Berkley Fleet Services recently sent out great information about the most common truck fires and what you as drivers can do to prevent these fires from occurring.
Under-inflated or flat tires:
Tire fires are commonly seen during summer months when heat is a factor. Tire fires are very difficult to extinguish and can flare up just when you think you have put it out.
The best way to avoid tire fires is prevention; do a thorough pre-trip inspection and don’t assume your tires are fully inflated, check them with a tire gauge. Re-check your tires when you stop and feel for excessive heat buildup and look for debris caught between your tires.
Hub or grease fires: These fires usually start as a result of a leaking hub (which a driver should catch during a pre-trip inspection). If you have a grease or oil fire around the hub, there is a good chance your tires will also catch on fire. Check often to ensure you don’t have any cracked or broken hubs.
Brake fires: These are usually a result of traveling on a downgrade in too high of a gear. A higher gear will cause the truck to pick up speed and drivers will have to use their brakes more frequently to slow the truck down. To prevent brake fires, use a lower gear on a downgrade and apply a slow, steady pressure to the service brake. On and off the brake adds oxygen and creates a greater heat buildup, which can lead to a brake fire.

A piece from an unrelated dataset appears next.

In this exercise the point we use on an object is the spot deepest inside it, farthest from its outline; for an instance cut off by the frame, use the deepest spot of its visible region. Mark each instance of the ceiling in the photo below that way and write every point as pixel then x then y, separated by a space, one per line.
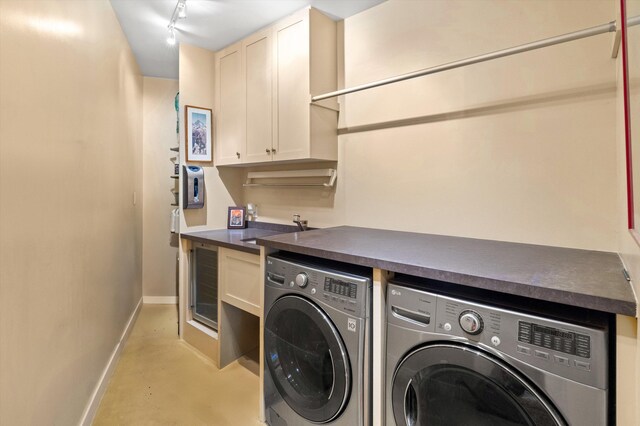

Cargo fires: Cargo fires will depend on the cargo carried, but make no mistake: EVERYTHING can burn. Know your cargo and know how it is loaded. Be on the watch for signs of smoke or the smell of burning. If you do have a fire break out in the cargo area, always call emergency services. If the fire is in the trailer, disconnect the tractor from the trailer if you can. This will reduce a total equipment loss to just the cargo and trailer.
The best fire prevention tip is to know how to use your fire extinguisher and check it every time you do a pre-trip inspection. Keep your own safety in mind. Your life is worth far more than your equipment or load.